Tahap ini menjadi dasar untuk mengubah perasaan gagal murid menjadi orang yang sukses. Pada tahap ini, guru harus mengerti bahwa murid mencoba memenuhi kebutuhannya namun mengalami benturan. Dari sini kita akan mengajak murid untuk berfleksi dan meyakinnya murid bahwa semua orang pernah melakukan kesalahan, bahkan gurupun pernah melakukan kesalahan. Namun bukan hal penting siapa yang salah, yang menjadi fokus guru dan murid saat itu adalah, bagiamana dapat ditemukan solusi untuk memperbaiki situasi buruk yang tercipta.
- Validasi tindakan yang salah (validate the misbehavior)
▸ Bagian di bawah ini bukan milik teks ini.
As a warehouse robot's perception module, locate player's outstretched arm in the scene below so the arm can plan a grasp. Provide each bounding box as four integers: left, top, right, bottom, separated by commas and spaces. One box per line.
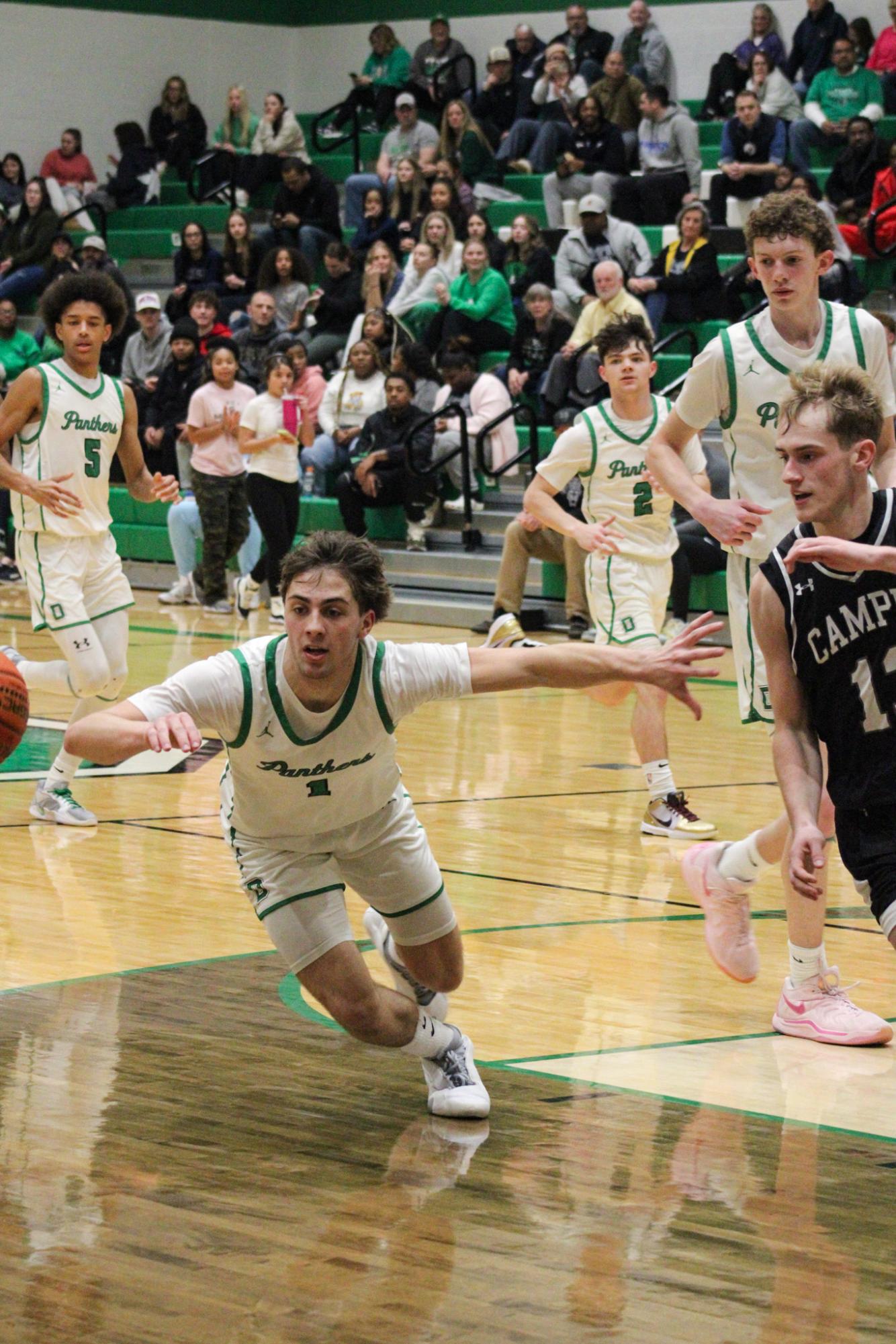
118, 384, 180, 504
0, 368, 83, 517
64, 701, 201, 765
750, 574, 825, 901
470, 611, 724, 719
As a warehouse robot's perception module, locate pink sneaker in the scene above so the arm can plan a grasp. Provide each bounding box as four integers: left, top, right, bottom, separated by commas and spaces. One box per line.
681, 840, 759, 985
771, 967, 893, 1046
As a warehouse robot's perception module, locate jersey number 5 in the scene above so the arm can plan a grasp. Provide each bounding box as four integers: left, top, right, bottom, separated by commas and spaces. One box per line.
85, 438, 102, 477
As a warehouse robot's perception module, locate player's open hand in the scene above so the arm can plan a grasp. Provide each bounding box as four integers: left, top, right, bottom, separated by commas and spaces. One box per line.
785, 536, 883, 574
28, 472, 83, 517
787, 823, 825, 901
146, 714, 203, 754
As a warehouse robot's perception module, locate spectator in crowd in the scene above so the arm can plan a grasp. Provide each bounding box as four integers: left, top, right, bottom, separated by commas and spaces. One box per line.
505, 215, 553, 308
0, 153, 28, 214
149, 75, 206, 181
613, 84, 701, 224
258, 247, 312, 332
438, 98, 496, 183
474, 410, 591, 647
336, 369, 437, 551
285, 340, 326, 429
388, 238, 450, 340
86, 121, 164, 211
142, 317, 203, 484
588, 51, 643, 161
553, 195, 653, 322
0, 177, 59, 305
40, 126, 97, 228
345, 93, 439, 228
466, 210, 506, 270
434, 344, 519, 513
234, 289, 294, 388
785, 0, 858, 95
548, 4, 613, 83
541, 261, 650, 412
498, 283, 572, 419
747, 51, 803, 121
790, 32, 884, 172
865, 0, 896, 117
709, 89, 787, 226
541, 93, 627, 228
629, 200, 723, 332
388, 154, 430, 255
220, 210, 265, 321
236, 91, 310, 196
187, 336, 255, 615
392, 341, 441, 415
613, 0, 672, 89
263, 159, 343, 266
235, 355, 314, 625
300, 340, 386, 494
0, 298, 40, 386
426, 239, 516, 355
352, 187, 402, 259
298, 242, 364, 364
700, 4, 787, 121
165, 219, 224, 325
410, 13, 472, 114
321, 23, 411, 140
121, 290, 176, 416
838, 138, 896, 253
825, 117, 889, 224
473, 47, 520, 149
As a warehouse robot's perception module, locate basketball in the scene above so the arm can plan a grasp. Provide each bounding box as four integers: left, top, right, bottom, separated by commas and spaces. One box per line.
0, 653, 28, 761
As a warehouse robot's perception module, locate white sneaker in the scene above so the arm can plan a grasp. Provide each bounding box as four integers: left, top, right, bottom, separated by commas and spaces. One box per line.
159, 574, 199, 606
420, 1027, 492, 1120
364, 906, 449, 1022
28, 780, 97, 827
234, 574, 261, 619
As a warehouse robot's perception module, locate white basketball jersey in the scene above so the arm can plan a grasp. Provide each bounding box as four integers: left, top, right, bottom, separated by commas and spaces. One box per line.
12, 359, 125, 536
582, 395, 707, 563
716, 300, 870, 560
220, 634, 400, 840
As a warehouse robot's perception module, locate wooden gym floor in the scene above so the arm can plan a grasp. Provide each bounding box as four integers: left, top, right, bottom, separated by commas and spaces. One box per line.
0, 588, 896, 1344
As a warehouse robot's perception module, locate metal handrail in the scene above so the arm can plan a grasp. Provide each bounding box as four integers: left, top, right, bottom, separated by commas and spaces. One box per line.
476, 402, 539, 478
404, 402, 482, 551
312, 99, 361, 172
Beracu pada lima kebutuhan dasar manusia, setiap tindakan memiliki alasan. Pada tahap ini, guru menanyakan alasan murid melakukan tindakan itu. Jika biasanya guru memberi nasihat untuk berhenti melakukan kenakalan, dalam konsep teori kontrol justru guru memvalidasi tindakan murid. Bukan dalam artian melakukan pelanggaran adalah hal baik, namun dengan memvalidasi tindakan murid, guru ingin murid tahu bahwa guru memahami alasan di balik tindakan murid. Jika guru menolak murid yang berbuat kesalahan, maka murid tersebut akan menjadi bagian dari masalah, namun jika guru mau memahami, maka murid akan merasa dipahami dan membuat murid menjadi terbuka pada guru.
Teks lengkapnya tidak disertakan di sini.